19 Aug 2020 - {{hitsCtrl.values.hits}}      

Sri Lanka’s foreign debt obligations due for August and September stand at US$ 300 million before the country settles a billion dollars in debt it borrowed via a sovereign bond in October, data from ICRA Lanka showed.   


Sri Lanka settled US$ 544 million in foreign debt in July utilising its external reserves, but the country beefed up its reserves by US$ 407 million in the same month to US$ 7.1 billion through multiple means worked out by authorities. 


“There is a reason to believe that the repo facility with the Fed, the currency swap with Reserve Bank of India, and proceeds of SLDB auction helped to reinforce the reserve position,” ICRA Lanka said. 


The rating agency also believes the appreciation of the gold prices have also increased the overall value of reserves during the month.

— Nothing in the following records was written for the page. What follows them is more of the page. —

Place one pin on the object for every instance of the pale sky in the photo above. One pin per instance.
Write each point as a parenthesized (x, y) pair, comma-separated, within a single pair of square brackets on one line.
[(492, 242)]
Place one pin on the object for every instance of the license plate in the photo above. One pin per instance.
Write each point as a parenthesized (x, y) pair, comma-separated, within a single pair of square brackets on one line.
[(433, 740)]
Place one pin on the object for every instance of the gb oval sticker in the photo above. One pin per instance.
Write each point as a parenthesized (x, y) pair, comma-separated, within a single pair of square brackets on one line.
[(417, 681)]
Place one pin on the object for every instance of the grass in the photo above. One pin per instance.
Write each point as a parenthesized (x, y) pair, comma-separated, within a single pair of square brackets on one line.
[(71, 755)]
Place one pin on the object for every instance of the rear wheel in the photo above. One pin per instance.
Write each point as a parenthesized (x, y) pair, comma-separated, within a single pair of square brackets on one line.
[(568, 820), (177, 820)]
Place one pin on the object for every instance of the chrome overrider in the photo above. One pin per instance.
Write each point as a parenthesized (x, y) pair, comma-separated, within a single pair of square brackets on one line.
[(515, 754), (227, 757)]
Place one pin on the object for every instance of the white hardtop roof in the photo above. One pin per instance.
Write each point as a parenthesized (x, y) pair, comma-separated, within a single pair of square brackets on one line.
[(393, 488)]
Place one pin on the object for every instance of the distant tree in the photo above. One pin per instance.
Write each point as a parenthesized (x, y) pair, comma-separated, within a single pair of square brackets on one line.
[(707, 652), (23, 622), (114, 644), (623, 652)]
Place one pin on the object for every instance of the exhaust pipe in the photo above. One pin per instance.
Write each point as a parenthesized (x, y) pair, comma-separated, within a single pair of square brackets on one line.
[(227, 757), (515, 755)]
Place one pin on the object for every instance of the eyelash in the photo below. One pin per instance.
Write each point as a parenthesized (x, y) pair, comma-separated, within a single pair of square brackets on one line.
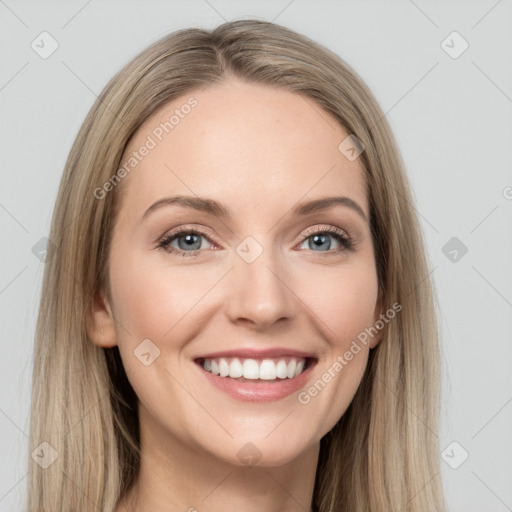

Sri Lanka had foreign reserves worth US$ 7.6 billion at the end of 2019 and the fall in the reserves was mainly due to scheduled foreign debt repayments and weak foreign inflows from merchandise exports and services caused by the pandemic. 


Current reserves provide about four and a half months of import cover and the imports remain subdued due to lower aggregate demand and some import restriction in place mainly 
on non-essentials.

At the beginning of the year, Sri Lanka had US$ 4.9 billion worth foreign currency debt due for 2020, and by the end of the first four month the country had settled US$ 1.6 billion. 
Despite the challenges, there is consensus that Sri Lanka could settle its remaining foreign debt due for 2020 as the authorities work towards bi-lateral, multi-lateral and other grants to make up for the lost opportunity to tap the international capital markets due to the pandemic. 


Meanwhile, the earnings from merchandise exports are picking up faster than expected while imports remain muted both due to temporary restrictions in place for non-essential commodities and lower oil prices, softening the pressure on the reserves. 


Sri Lanka in June reported its lowest trade deficit after 11 years and provisional data for July suggested that merchandise exports had surpassed the billion dollar mark, only the second time for this year, after January. 


There is also an expectation that with the global yields, which are at rock bottom, there is no better time for the country to re-finance its sovereign bonds.


The parliamentary polls early this month could also instill renewed confidence among investors who could return with both portfolio and direct investments considering the political and policy stability assured for the next five years.